Throughout his first decade at Start Early, Nick trained and supported home visitors, helping them expand their base of knowledge and enhance skills and practice. He credits this early period for laying the foundation for Start Early’s own approach to home visiting. As early pioneers in the field, Start Early ultimately became a leader in innovating service approaches and advocating for better access to home visiting across Illinois.
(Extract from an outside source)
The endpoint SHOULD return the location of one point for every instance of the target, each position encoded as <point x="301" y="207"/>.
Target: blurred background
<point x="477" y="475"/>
The landscape is much different today – home visiting has become more professionalized and is evaluated with the highest level of scientific rigor. The federal government has created guidelines and funds home visiting services through Early Head Start programs. New legislation made possible by the 2010 Affordable Care Act allowed for $351 million to be appropriated annually to support approximately 150,000 parents and children through almost 1 million home visits a year as part of the federal government’s Maternal Infant Early Childhood Home Visiting (MIECHV) programs.

Reaching More Children and Families

Over the last three decades, the scope of Start Early’s home visiting work has expanded, and Nick’s work has been key to this development. Under his purview, work that was limited to teenage parents at the beginning has grown in its depth and breadth.

Start Early designs, delivers, trains and supports home visitors who work in under-resourced communities, including home visiting for mothers experiencing homelessness, as well as those in the criminal justice system. Nick and Start Early have also been working with state advocates and local communities to establish a new approach to this work – universal newborn supportive services – which offers all parents home visiting in the first weeks after birth.

“Nick has dedicated years of professional service to support and promote healthy interactions between babies and the people in their lives they count on most to nurture, teach, love and protect them. He exudes a reflective mindset that has shaped many of us as professionals, and he is a trusted and highly valued thought partner, mentor and colleague,” Kelly Woodlock, vice president of national home visiting, says.

Start Early congratulates Nick for this great recognition and we thank him for his commitment to serving children and families!

“The recognition is a bit awkward, yet it also fills me with great gratification and joy. It truly makes my career’s work visible. Knowing that ideas and labor that came from within me have become useful tools for home visitors, that my creations reach into homes and become meaningful in the lives of children and parents during home visits throughout Illinois – this is a personal and professional treasure,” says Nick.